Then again the acolyth shouted out: "Blessed are the merciful!" and at once there came on a man in brown who cowed a hound, and another man in bright who was kind to it. Years passed: and Brown and Bright were both chased in a lane by a madman with a hatchet; but Brown's morose habit of mind had been the seed in him of biliousness and other ills; he hopped on crutches, could not escape; but Bright escaped: and the instant he escaped the acolyth shouted out in triumph: "for they shall obtain mercy!"
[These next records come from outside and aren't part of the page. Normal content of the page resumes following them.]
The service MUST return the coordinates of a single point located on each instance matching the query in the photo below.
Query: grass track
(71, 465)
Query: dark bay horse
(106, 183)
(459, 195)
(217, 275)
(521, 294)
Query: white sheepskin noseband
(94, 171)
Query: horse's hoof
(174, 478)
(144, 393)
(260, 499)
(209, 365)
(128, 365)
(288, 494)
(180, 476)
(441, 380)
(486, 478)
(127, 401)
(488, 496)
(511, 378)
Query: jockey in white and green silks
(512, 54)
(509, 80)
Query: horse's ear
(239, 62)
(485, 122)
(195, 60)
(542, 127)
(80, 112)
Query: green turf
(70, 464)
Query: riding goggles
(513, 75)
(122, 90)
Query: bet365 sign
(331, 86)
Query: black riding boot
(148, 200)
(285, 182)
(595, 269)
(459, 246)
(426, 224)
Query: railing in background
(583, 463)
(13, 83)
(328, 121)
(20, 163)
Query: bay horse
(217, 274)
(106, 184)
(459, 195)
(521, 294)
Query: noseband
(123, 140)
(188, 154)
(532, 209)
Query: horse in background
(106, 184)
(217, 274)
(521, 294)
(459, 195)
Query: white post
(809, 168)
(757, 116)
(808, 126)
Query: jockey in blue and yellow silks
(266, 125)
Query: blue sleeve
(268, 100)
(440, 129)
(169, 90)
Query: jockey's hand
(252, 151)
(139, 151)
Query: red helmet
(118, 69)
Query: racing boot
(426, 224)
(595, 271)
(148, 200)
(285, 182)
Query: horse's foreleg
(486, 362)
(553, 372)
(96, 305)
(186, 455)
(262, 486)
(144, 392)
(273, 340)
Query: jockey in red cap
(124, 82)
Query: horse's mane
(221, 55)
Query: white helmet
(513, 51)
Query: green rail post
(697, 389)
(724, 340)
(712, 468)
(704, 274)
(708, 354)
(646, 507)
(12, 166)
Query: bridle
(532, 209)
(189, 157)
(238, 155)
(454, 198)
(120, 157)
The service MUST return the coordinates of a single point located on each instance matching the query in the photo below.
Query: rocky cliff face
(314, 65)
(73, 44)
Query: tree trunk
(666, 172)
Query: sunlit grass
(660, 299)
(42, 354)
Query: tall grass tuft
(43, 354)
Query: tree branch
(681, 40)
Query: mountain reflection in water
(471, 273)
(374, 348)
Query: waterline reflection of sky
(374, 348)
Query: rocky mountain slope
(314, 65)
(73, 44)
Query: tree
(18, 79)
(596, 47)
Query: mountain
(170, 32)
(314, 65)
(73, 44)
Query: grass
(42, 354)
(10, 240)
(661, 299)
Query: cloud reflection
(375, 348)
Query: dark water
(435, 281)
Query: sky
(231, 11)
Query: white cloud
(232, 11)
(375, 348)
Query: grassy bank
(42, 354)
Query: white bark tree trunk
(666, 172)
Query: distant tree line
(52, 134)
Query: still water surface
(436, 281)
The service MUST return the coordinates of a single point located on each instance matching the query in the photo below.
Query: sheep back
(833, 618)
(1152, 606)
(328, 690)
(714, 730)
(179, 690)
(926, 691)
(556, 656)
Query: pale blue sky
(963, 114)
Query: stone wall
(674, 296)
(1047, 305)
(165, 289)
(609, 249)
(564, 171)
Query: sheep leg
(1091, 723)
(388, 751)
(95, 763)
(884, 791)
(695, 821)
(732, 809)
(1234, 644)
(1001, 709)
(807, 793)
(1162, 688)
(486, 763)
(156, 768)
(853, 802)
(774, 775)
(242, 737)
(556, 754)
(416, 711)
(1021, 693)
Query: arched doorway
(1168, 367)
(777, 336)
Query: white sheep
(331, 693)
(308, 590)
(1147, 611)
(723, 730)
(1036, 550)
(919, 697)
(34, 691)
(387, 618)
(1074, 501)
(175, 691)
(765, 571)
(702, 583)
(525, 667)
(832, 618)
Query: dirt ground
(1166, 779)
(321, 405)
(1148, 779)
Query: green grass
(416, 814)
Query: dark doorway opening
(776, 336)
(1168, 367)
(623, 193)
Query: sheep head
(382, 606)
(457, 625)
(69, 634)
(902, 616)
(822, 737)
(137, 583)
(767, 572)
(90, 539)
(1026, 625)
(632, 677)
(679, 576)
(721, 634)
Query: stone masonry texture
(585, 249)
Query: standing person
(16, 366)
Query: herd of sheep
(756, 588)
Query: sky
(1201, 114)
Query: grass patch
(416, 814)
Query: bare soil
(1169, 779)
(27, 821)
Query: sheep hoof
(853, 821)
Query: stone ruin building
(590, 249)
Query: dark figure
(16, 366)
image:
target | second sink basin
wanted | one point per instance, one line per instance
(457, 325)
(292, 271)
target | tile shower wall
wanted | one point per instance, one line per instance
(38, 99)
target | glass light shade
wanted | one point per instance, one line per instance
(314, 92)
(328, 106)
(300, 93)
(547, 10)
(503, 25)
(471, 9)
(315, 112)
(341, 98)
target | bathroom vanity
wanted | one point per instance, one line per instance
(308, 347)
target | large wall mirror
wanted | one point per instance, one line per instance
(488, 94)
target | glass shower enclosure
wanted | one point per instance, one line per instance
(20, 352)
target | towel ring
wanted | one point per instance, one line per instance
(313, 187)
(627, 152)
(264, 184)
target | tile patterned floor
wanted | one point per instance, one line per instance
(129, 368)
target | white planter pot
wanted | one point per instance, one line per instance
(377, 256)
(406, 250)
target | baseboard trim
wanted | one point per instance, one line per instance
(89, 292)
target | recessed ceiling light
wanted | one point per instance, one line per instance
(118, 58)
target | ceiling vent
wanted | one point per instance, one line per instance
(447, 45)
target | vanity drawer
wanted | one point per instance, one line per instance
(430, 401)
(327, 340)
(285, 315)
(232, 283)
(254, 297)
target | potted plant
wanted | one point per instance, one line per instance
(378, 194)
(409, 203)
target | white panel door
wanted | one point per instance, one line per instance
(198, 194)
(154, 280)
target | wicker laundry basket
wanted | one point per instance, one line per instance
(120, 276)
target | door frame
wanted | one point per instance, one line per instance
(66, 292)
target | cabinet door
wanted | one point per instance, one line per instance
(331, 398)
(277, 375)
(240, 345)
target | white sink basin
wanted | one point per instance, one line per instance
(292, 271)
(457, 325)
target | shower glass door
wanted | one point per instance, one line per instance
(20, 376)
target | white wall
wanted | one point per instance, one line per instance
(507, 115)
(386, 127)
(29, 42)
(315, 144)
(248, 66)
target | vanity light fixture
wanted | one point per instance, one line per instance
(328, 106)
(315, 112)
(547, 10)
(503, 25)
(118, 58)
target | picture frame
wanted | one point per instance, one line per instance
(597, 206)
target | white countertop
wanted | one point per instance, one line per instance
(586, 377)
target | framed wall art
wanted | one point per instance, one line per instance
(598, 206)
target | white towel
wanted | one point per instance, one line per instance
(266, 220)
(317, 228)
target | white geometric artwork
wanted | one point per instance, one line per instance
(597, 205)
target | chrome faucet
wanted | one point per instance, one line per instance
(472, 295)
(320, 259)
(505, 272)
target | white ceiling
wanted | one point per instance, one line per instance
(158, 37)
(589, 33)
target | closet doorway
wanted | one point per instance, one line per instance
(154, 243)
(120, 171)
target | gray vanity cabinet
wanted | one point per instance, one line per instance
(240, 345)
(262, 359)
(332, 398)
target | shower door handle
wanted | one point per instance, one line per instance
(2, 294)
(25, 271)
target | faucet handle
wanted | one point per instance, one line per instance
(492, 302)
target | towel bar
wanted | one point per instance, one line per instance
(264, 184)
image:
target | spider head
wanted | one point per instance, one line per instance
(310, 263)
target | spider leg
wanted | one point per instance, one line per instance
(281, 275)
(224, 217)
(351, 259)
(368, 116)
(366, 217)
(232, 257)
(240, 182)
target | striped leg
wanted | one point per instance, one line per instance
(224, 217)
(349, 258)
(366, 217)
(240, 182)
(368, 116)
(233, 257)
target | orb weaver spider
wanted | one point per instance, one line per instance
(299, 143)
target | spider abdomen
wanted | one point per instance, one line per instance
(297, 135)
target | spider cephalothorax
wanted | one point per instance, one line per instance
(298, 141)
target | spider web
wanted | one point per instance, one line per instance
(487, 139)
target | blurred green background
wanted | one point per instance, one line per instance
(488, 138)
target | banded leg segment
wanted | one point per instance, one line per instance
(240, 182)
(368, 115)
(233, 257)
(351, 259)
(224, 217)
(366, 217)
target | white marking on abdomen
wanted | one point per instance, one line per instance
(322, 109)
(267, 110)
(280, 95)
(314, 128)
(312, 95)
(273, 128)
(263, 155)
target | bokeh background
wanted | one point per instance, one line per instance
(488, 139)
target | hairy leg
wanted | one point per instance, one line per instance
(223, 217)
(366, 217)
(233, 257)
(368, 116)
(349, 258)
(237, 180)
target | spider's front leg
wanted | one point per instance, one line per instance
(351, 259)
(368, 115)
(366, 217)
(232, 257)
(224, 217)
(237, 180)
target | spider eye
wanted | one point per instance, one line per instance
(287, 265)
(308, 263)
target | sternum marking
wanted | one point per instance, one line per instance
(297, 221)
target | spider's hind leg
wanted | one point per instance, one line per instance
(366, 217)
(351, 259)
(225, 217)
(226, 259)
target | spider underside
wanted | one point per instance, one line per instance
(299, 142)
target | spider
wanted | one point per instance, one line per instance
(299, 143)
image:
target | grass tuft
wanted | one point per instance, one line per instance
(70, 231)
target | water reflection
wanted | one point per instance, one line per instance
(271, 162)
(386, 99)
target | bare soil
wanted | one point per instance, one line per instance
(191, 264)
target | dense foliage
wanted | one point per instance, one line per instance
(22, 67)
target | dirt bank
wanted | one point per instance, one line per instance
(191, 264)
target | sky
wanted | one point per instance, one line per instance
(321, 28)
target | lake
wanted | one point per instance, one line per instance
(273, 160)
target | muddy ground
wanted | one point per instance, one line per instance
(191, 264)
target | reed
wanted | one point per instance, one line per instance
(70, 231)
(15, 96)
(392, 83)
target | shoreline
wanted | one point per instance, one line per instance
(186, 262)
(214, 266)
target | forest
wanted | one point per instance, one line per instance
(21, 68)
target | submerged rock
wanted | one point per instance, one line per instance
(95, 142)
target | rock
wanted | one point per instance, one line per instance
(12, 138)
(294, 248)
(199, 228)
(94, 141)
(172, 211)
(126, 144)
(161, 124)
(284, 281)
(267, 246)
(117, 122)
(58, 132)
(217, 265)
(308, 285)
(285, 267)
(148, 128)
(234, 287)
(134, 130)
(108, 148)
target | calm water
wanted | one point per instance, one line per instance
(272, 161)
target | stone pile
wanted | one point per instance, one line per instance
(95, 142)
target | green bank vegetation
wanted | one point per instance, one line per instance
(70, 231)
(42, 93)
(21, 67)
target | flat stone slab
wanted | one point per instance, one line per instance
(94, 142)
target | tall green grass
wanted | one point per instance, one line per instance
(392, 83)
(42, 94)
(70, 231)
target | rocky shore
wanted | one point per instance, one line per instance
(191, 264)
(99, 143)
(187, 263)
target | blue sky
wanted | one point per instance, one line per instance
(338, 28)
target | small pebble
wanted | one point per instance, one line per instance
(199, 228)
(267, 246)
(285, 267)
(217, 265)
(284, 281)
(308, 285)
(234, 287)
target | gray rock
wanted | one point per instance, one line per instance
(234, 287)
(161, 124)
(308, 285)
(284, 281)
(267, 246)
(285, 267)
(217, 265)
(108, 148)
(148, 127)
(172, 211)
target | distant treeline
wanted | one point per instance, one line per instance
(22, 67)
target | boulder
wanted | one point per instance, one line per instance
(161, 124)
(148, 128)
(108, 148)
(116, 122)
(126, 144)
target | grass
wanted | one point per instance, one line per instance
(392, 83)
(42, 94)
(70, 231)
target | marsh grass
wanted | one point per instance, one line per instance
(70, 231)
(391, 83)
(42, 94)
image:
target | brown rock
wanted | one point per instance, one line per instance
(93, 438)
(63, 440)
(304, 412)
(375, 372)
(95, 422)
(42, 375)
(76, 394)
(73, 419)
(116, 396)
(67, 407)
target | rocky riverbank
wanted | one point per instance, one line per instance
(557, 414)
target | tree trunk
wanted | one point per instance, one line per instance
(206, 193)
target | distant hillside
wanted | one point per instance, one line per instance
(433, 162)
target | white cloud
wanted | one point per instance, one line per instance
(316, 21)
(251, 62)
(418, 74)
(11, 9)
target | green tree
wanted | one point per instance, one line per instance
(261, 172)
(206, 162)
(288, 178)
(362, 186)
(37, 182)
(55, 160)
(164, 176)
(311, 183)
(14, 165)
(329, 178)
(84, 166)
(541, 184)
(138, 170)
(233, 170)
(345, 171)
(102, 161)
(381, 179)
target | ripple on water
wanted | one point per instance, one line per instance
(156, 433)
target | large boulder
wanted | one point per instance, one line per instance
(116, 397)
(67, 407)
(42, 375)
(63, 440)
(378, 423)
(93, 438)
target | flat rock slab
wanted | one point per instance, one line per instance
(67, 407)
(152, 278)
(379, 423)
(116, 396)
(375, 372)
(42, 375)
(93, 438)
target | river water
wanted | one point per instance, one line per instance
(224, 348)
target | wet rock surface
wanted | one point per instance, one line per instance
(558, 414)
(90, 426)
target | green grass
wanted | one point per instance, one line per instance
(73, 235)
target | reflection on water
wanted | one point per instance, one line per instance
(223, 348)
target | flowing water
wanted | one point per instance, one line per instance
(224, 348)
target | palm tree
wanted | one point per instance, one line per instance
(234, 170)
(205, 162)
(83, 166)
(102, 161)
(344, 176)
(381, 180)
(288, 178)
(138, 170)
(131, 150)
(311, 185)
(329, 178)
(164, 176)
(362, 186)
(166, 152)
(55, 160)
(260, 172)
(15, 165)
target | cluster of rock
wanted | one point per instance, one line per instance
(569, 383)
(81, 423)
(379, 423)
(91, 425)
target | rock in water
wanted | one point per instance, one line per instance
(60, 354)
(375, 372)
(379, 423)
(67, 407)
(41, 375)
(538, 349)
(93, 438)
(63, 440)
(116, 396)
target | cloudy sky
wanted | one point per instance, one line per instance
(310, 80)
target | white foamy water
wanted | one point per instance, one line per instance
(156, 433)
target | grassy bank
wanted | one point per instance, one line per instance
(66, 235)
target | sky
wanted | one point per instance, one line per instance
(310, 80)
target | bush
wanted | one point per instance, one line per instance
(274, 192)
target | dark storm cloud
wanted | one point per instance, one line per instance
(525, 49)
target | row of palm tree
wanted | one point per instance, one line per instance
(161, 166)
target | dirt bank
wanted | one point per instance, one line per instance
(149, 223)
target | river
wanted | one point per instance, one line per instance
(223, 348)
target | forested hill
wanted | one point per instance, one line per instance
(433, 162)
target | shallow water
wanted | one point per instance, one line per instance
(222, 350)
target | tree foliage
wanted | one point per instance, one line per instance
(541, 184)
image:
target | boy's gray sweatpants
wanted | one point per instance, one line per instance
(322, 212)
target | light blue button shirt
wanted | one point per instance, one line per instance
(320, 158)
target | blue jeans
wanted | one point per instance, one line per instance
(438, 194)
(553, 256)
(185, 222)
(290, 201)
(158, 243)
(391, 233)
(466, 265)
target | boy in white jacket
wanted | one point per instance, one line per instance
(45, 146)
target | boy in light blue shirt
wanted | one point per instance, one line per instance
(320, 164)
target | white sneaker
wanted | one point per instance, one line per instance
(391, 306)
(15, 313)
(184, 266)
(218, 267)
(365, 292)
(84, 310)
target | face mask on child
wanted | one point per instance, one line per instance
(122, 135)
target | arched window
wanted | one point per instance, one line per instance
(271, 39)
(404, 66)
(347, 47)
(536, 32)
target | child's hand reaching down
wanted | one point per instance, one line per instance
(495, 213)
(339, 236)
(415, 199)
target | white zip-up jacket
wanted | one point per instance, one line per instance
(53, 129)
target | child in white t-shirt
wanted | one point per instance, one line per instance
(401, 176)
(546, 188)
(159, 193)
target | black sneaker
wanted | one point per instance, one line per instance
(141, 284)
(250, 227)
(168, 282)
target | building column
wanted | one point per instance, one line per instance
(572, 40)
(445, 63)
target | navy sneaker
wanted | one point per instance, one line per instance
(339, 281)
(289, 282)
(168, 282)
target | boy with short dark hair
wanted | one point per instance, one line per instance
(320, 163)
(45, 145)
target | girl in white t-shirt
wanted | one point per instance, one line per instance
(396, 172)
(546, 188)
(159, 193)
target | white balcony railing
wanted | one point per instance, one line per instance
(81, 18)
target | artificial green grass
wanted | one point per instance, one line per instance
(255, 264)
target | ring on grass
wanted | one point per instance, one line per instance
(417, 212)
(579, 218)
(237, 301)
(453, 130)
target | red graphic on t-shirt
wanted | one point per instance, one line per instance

And so they tripped on through the Beatitudes, teaching the people biology in parables. Here was a whole new art: the old prejudice of "Christianity" in respect to the stage had ranged to the other pole, and Church had changed into stage. How fruitful within the last few years has been the evolution of these germs we know. At that time no use was made of the bioscope. The shows were changed each day.
All at once, when this was over, one was aware of the presence of Ambrose Rivers, whereat my eyes ran through the hall to its seventh heaven, and saw it all like leafage of the aspen-forest, while Rivers advanced from the stage-back bent beneath the storm of cheers. And poised just over the orchestra-pews, with a pure voice that pealed through the vast, he vociferated: "Let us reverence That Which made us!"
Thereupon he fell to his knees, with his arms stretched up straight and parallel; all the people did the same, while the orchestra rendered Vogel's "Eternal Tool"; and Rivers, gazing straight upward, shouted: "Father! hallowed be Thy Name. Thy Kingdom come. Give us our bread to-day. And forgive us our debt as we forgive everyone who is in our debt. Amen."[1]
This said, after a minute his arms shot horizontal, his neck bowed, and, still kneeling, he shouted to us: "Let us reverence one another in our human ancestors!"
And while the choir gave "Mild son of man, thy front sublime," all our arms shot horizontal, each worshipper straining to touch the finger-tips of his neighbour to left and right, for the shoulder-joint is capable of no little stretching, with practice.
This done, Rivers rose to his feet with the shout: "Let us reverence the ape, without bending the knee or the neck!"
And thereupon, while the orchestra rendered Brewers' "Ye humble wombs with homage fraught," he put his finger-tips to the ground. Through the building everyone put his or her finger-tips to the ground.
When this was over Rivers shouted: "Let us reverence the half-apes!"
Whereupon, without bending the knees or the neck, he put the first finger-joint to the ground; and while the choir gave Thibaut's "Crooked shapes, the alphabet of life," everyone did the same—or tried to. As it were a wind of breaths began to whiff through the building.